The government has a unique opportunity to permanently fix the backlash, not with PR videos or defensive statements, but with meaningful, direct and large-scale structural action that addresses the reason such a video even needed to exist at all.
Why was the Backlash Inevitable?
Before looking at solutions, we need to address why the reaction to Government sharing this video was so strong:
1. IT SHIFTED RESPONSIBILITY FOR THE HOUSING CRISIS ONTO YOUNG & STRUGGLING ADULTS.
By sharing this video, Government implied that independence is optional, and that those struggling are simply not using “creative” living options like moving back home.
In reality:
- Many families do not have space
- Adults in their 20s, 30s and 40s have already lived independently for years
- The emotional, social and practical impact of moving home is not a trivial matter
- Wages and rents remain wildly misaligned
- Average house prices are 8 times higher than the average annual salary (It was only 4x in 1995).
2. IT TRIED TO NORMALISE AN ABNORMAL SITUATION.
In most functioning housing markets, moving home is a temporary fallback, not a government-endorsed financial strategy.
3. IT TRIED TO IGNORE STRUCTURAL GOVERNMENT FAILURES
Ireland’s crisis is not about individual choices. It is the result of decades of poor Government policies that led to:
- Chronic undersupply of social homes
- Overreliance on the private market to provide homes
- Slow & lengthy planning processes
- Inadequate investment in social housing
- Reactive housing policymaking (i.e RPZ implementation)
A video suggesting otherwise felt tone-deaf because it was tone-deaf.
The Real Fix – Mobilise the €14 Billion Apple Tax to Rapidly Expand Housing Supply
Ireland is sitting on a once-in-a-lifetime opportunity – €14 billion TAX-FREE money that isn’t of the taxpayer, and can fundamentally reset the housing system. This money was due to be collected since 2016 and the Irish government finally collected the money in full in July 2025.
However, this money is now tied up in the National Development Plan – a well-intentioned but unclear plan that focuses on long-term, less urgent infrastructure projects.
The housing crisis is urgent, and should be treated as such!
This money will not fix the housing crisis, but it can sure as hell put a massive dent in it. If it is deployed strategically, transparently, and intentionally, it can:
- Greatly Expand social housing and stabilise both rents and house prices nationally
- Purchase and refurbish vacant stock for social housing delivery
- Accelerate the adoption of modular & modern methods of construction nationwide
- Reduce Ireland’s over-reliance on private developers
- Eliminate homelessness
- Restore dignity and hope in young Irish adults and encourage them to stay in Ireland
- Reduce the number of young Irish adults forced to move back in with their parents.
- Encourage young couples to fulfill their dreams of starting a family
- Prevent videos like the above from being made in the first place
- And restore credibility after years of crisis management…
Just to name a few.
I have already written numerous posts advocating for the government to allocate this money specifically to fixing the housing crisis and nothing else, as well as suggestions on how and where to deploy it. For more on this, please go HERE.

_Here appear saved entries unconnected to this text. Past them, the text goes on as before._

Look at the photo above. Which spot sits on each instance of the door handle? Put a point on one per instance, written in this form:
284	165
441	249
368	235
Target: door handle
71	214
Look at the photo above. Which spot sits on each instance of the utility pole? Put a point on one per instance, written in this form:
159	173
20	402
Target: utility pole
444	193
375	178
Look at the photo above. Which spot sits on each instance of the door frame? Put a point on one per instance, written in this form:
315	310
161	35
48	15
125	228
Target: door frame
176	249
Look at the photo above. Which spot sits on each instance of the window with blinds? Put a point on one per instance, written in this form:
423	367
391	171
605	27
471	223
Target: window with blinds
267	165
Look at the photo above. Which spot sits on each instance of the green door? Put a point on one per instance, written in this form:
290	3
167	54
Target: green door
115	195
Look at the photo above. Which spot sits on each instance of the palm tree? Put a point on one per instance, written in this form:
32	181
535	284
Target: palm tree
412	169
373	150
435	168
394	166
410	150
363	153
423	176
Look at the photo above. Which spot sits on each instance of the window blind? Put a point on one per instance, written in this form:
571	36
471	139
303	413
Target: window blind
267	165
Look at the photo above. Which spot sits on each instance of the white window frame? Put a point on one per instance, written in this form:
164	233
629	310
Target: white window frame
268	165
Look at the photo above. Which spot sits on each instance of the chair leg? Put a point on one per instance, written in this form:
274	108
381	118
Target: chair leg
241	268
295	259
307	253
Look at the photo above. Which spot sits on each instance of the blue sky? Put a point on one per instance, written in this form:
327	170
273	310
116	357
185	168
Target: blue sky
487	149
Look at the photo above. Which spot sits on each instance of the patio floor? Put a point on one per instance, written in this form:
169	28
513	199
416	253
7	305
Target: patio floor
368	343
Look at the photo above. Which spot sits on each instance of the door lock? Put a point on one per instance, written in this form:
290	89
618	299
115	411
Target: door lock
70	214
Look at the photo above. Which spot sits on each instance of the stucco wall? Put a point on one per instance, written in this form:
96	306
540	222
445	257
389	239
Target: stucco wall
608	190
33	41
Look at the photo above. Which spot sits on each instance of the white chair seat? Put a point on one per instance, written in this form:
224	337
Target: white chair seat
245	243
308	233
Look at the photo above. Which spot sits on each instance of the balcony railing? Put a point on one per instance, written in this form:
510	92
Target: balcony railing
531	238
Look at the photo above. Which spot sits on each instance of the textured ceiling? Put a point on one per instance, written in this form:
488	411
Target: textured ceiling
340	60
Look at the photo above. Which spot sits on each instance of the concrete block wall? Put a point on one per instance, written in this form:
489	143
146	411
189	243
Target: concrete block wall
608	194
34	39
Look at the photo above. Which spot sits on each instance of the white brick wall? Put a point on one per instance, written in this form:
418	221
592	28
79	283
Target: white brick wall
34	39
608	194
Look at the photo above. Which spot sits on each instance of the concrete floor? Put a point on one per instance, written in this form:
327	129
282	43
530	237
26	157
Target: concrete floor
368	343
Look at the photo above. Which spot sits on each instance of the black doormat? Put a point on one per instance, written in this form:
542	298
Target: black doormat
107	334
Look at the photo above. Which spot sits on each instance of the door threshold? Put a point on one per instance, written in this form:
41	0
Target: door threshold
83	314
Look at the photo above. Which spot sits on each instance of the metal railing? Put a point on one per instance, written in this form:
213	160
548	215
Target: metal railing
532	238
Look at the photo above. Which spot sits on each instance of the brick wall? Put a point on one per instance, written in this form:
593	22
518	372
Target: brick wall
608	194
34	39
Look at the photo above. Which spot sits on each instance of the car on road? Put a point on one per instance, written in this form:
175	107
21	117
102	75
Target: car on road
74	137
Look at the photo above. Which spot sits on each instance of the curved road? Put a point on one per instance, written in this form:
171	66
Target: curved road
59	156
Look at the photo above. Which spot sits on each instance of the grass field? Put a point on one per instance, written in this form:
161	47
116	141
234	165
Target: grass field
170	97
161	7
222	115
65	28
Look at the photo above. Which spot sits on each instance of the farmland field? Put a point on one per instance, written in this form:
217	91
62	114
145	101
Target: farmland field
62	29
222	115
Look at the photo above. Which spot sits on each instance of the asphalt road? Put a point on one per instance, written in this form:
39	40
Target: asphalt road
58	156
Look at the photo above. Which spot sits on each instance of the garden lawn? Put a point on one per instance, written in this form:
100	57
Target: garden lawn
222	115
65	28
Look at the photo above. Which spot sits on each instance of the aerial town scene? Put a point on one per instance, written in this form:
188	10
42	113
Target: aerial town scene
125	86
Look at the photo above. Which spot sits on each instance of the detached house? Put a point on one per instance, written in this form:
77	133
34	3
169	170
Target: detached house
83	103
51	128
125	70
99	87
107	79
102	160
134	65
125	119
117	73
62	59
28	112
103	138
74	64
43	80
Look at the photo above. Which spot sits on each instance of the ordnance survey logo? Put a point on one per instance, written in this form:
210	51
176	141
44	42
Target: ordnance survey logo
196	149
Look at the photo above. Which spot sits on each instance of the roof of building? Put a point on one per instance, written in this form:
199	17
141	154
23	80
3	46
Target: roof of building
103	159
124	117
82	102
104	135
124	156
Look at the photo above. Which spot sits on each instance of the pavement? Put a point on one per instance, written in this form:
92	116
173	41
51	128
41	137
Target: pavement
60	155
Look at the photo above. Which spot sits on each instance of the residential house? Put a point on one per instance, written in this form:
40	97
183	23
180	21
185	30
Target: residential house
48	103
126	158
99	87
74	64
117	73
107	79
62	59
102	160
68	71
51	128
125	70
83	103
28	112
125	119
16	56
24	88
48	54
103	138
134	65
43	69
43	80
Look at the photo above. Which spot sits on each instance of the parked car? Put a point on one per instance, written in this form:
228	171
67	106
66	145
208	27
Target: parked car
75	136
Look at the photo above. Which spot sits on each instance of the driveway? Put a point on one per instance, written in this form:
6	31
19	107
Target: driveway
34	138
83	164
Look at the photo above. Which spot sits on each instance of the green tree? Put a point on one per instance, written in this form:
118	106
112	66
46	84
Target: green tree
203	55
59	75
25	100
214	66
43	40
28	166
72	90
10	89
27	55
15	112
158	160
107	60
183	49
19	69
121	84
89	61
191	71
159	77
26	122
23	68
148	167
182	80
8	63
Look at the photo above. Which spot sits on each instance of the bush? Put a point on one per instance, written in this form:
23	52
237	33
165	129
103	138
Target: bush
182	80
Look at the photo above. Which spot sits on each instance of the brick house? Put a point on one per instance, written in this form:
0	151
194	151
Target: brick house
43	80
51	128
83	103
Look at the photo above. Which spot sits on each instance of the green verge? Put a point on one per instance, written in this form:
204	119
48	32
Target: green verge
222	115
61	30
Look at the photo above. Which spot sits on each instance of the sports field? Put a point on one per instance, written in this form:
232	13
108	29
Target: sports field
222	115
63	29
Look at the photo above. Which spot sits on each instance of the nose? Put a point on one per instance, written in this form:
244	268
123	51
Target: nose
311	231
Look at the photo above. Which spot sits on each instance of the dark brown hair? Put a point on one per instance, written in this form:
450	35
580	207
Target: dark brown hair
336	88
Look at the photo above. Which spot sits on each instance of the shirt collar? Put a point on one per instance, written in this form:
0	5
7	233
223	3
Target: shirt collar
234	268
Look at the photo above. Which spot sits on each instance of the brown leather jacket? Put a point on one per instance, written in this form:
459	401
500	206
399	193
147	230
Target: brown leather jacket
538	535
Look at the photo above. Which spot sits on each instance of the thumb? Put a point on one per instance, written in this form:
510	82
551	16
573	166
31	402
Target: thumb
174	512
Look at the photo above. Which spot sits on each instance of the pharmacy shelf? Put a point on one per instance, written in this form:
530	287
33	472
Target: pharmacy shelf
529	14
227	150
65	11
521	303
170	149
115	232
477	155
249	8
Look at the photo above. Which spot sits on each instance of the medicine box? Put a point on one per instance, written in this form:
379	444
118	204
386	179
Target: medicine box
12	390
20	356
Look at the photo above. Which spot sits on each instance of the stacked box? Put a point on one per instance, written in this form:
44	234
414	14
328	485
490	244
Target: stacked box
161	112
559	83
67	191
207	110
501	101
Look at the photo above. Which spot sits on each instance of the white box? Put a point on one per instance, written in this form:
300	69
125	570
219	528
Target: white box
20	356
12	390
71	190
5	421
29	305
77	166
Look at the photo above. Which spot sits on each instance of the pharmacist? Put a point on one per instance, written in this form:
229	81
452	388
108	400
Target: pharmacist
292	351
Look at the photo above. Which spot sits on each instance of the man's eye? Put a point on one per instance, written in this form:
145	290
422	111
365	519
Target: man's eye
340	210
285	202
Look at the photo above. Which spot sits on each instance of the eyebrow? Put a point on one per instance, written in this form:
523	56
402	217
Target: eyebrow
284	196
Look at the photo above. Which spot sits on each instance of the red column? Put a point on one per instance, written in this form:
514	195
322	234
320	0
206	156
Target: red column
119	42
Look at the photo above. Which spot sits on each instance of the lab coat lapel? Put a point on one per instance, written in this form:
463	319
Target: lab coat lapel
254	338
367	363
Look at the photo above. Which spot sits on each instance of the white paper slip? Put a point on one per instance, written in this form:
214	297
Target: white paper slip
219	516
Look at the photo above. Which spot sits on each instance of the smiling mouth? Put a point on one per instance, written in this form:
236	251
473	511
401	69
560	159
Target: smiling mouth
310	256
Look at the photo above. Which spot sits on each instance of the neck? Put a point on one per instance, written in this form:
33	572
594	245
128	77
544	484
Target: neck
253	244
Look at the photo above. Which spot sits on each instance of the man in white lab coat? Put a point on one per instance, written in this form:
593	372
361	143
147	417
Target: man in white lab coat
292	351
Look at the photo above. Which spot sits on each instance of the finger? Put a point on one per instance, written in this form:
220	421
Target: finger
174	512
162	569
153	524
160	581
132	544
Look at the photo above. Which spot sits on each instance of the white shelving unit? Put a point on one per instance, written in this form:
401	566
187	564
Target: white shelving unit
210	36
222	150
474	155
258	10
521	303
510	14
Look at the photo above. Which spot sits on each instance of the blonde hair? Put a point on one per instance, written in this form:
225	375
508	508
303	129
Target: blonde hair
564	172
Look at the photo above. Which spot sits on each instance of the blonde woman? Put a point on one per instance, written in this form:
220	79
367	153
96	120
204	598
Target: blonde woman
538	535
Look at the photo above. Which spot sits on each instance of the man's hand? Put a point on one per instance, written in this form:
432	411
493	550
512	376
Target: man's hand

Final Thoughts – Real Action Speaks Louder Than PR Videos
The public backlash to the videos wasn’t just about optics, but years of frustration.
People do not want adapting and budgeting tips from government.
They want homes.
They want stability.
They want a functioning housing system.
By deploying the Apple tax windfall strategically to resolve the housing crisis, the State sends a clear message:
“We understand the frustration. We hear the criticism. And we are finally addressing the system, not the symptoms.”
Ireland has a historic opportunity to deliver all of the above with the €14 billion Apple tax windfall, it cannot fix this crisis with messaging, but it can fix it with action.
And the power to do so without putting immense strain on the taxpayer, is finally sitting in the State’s hands.